2. Benchmark solution#
2.1. Calculation method used for the reference solution#
The reference solution is the one given in sheet SDLL02 /89 of the guide VPCS which presents the calculation method as follows:
By the dynamic stiffness method, it is shown that the folded beam admits double frequencies, solution of:
\(\begin{array}{ccc}\mathrm{cos}(\lambda )\mathrm{=}0& \mathrm{\Rightarrow }& {\lambda }_{i}\mathrm{=}(\mathrm{2i}\mathrm{-}1)\frac{\pi }{2}\\ {f}_{i}\mathrm{=}\frac{1}{2\pi }\frac{{\lambda }_{i}^{2}}{{L}^{2}}\sqrt{\frac{{\mathit{EI}}_{z}}{\rho A}}& & i\mathrm{=}\mathrm{1,}\mathrm{2,}\mathrm{...}\end{array}\)
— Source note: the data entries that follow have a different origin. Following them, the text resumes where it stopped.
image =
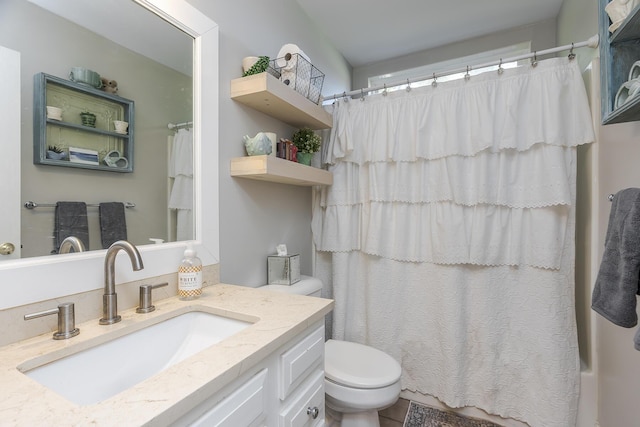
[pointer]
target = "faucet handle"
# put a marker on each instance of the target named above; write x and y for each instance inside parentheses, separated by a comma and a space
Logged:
(145, 298)
(66, 320)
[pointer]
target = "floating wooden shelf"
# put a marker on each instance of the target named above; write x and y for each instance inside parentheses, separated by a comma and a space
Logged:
(265, 93)
(274, 169)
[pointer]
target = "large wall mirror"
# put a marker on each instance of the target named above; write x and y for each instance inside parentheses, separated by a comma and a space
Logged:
(163, 55)
(151, 62)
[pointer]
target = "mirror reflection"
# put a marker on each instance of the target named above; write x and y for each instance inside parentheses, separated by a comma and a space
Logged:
(155, 74)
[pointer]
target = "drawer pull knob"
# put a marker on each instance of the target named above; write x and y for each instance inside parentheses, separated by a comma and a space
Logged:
(314, 412)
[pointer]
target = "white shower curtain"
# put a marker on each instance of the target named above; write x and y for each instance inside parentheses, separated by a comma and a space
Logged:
(447, 236)
(181, 170)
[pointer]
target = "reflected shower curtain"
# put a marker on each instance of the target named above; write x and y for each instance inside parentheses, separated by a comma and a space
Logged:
(181, 170)
(447, 236)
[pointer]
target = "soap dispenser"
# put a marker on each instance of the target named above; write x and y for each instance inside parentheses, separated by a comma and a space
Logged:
(190, 276)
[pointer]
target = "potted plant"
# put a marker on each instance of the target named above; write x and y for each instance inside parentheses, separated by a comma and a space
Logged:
(88, 119)
(55, 153)
(307, 142)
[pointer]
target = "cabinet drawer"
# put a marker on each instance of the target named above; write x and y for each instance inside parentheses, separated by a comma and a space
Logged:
(244, 407)
(300, 412)
(299, 360)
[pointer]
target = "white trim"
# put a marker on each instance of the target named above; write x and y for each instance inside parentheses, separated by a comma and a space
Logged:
(36, 279)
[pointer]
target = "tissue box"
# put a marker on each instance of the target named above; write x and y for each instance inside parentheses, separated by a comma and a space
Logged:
(283, 270)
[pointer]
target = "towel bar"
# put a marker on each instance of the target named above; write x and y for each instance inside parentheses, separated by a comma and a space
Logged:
(33, 205)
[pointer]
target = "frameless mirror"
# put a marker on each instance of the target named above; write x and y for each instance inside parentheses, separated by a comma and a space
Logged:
(41, 278)
(145, 59)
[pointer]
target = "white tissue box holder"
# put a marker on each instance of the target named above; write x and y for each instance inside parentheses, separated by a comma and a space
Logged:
(283, 270)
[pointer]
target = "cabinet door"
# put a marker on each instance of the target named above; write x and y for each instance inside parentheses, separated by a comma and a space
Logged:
(307, 408)
(299, 360)
(246, 406)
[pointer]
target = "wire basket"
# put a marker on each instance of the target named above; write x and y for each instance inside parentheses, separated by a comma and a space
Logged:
(298, 73)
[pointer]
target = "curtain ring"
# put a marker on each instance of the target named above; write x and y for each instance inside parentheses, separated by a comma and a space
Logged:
(571, 54)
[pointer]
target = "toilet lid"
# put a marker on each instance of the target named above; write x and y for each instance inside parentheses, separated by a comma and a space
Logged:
(356, 365)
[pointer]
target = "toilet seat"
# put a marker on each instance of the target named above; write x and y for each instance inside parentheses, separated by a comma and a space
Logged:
(359, 366)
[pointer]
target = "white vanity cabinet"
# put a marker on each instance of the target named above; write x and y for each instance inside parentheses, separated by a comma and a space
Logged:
(286, 389)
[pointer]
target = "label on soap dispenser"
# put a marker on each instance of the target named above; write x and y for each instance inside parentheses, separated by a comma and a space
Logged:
(189, 281)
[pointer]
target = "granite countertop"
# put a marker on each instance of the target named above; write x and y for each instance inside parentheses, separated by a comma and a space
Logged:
(278, 318)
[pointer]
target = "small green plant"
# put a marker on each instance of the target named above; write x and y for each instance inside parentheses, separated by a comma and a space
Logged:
(306, 140)
(260, 66)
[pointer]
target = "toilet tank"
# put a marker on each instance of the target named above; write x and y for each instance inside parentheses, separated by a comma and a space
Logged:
(307, 285)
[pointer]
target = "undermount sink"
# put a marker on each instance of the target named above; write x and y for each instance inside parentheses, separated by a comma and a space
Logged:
(107, 369)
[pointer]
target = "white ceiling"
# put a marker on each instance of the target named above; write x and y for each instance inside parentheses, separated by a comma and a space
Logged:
(368, 31)
(132, 27)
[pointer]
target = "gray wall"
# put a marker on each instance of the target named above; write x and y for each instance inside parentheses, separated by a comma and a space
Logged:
(542, 36)
(52, 45)
(256, 216)
(611, 166)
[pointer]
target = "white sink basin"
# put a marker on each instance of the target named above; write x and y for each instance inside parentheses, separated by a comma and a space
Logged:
(100, 372)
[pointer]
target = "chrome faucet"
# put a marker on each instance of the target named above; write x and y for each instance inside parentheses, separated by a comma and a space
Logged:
(110, 298)
(71, 242)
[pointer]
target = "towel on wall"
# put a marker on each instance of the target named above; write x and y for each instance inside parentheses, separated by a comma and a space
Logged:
(70, 220)
(614, 295)
(113, 225)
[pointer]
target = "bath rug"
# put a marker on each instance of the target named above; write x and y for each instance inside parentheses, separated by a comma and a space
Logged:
(424, 416)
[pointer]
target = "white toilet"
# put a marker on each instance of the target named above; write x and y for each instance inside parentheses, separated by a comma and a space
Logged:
(359, 380)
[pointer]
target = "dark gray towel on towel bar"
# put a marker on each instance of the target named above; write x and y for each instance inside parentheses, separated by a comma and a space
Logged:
(113, 226)
(614, 295)
(70, 220)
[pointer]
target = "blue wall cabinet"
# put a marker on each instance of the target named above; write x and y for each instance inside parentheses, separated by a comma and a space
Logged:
(80, 130)
(618, 52)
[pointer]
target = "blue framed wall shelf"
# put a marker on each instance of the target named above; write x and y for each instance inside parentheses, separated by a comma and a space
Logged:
(618, 52)
(79, 130)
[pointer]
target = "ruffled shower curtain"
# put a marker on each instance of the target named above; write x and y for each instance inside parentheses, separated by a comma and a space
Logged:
(181, 170)
(447, 238)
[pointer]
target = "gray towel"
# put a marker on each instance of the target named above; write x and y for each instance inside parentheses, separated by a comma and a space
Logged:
(614, 295)
(70, 220)
(113, 226)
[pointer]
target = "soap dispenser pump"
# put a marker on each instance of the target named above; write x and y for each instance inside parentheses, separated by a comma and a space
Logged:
(190, 276)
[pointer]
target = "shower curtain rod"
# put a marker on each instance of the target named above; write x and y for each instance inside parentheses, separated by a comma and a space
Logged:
(592, 42)
(179, 125)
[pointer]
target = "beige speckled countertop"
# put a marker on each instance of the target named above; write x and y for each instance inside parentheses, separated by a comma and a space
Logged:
(278, 317)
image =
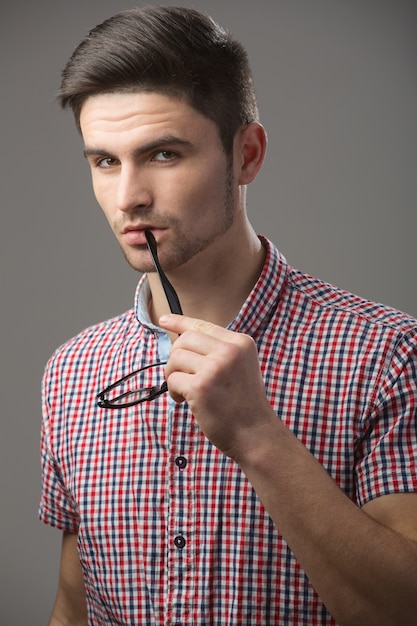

For a rectangular cross section, we obtain:
\({f}_{i}\mathrm{=}{(\mathrm{2i}\mathrm{-}1)}^{2}\pi \frac{R}{{\mathrm{8L}}^{2}}\sqrt{\frac{E}{12\rho }}\) \(i=\mathrm{1,}\mathrm{2,}\mathrm{...}\)
This formulation neglects shear force and rotational inertia deformations (Euler-Bernoulli beam).
For clean modes, the shapes are given in guide VPCS. They are normalized to 1 or —1 at the point of greatest amplitude. We only get results for modes 1, 2, 3, 3, 4, 7, and 8. For example, the shapes of the first two eigenmodes are as follows:
Note:
In Code_Aster, when an eigenvalue is multiple, the eigenmodes associated with this eigenvalue, even if they are normalized and orthogonal two by two, are, a prima facie, unpredictable. At the moment, we do not know how to test the form of a multiple mode.
2.2. Benchmark results#
The reference results are the first eight natural frequencies.
2.3. Uncertainty about the solution#
There is no uncertainty about the solution because it is analytical.
2.4. Bibliographical references#
PIRANDA J.: Courses and Tutorials in Structural Vibrations - Mechanical Option - National School of Mechanics and Micromechanics - Laboratory of Applied Mechanics - Besançon (France (1983).)